12/17/2025
A baby sleeping separately in a cot/ crib is the anomaly not the norm.
And yet, if asked before we have our first baby to close our eyes and picture where a baby sleeps, for most of us westerners that’s what we’d picture.
Because that’s what we’ve been sold in so many ways, in so many layers, through so many avenues …
It’s our point of reference because that’s what has been the most visible representation of baby care and it has entered our subconscious whether we realise it or not.
TV, movies, magazines, advertising, books, blogs, forums, podcasts have all shaped our preconceived ideas on baby sleep long before we are being *gifted* a sleep training book at our baby shower or postpartum.
The subliminal messages we have received through media act as the seed when we begin to prepare for our baby.
They feed the need to buy a cot and set up a nursery fully expecting that this is a baseline requirement.

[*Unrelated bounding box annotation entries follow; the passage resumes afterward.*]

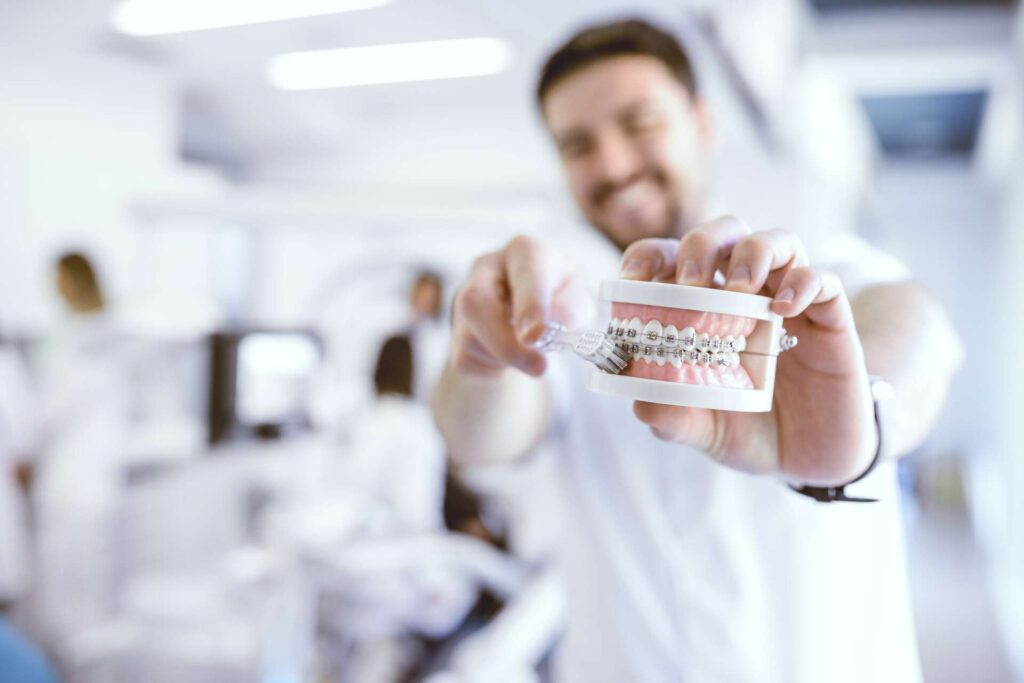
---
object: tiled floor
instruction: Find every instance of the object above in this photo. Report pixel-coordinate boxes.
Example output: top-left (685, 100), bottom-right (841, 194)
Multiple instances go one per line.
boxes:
top-left (907, 506), bottom-right (1014, 683)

But this socially engineered version of infant care is the product of a culture that prioritises independence and productivity.
It seeks to minimise the deep, connected needs of our human infants for intensive, proximal care throughout the day and night. It sets the stage for *fixing* infant sleep problems when baby won’t have a bar of it and / or parents are beyond exhausted trying to tend to their needs and get them back in it before they themselves can get some sleep.
Babies are meant to wake and need feeding and nurturing in the night for the first few YEARS of life.
Their physiology expects these needs will be met and they will be in near constant contact with their mother or other caregiver, day and night.
Breastfeeding mother’s physiology acts as a mirror to this and she, too is primed to meet her own sleep and rest needs while tending to her baby’s needs by having her baby next to her and breastfeeding throughout the night.
That’s actually baseline.
How much nurture a baby needs in the night, and for how long they will require this proximal care is hugely variable but the baseline holds.
And if we start with THIS baseline, suddenly the energy and resources put into setting up that cot in the nursery seem an unusual thing to do … unless that cot is being side-carred to the parent’s bed.
Even writing this, I can already hear people shouting down the comments section with ‘well my baby slept better in their own room’, ‘ I don’t feel safe bedsharing, don’t shame me for sleeping my baby in a cot’, ‘the AAP recommends…’
And to that I say, regardless of your own experience, western versions of infant care are WEIRD and a poor match for what MOST infants actually need.
Most cultures around the world continue to share sleep with their babies as we have done as a human species for millennia.
Cots are the anomaly.
To re-think our expectations on infant sleep, we need to see where our preconceived ideas fit in …
If we all closed our eyes and pictured a baby side-lie nursing next to their mum I guarantee we’d have far less infant sleep problems reported by parents.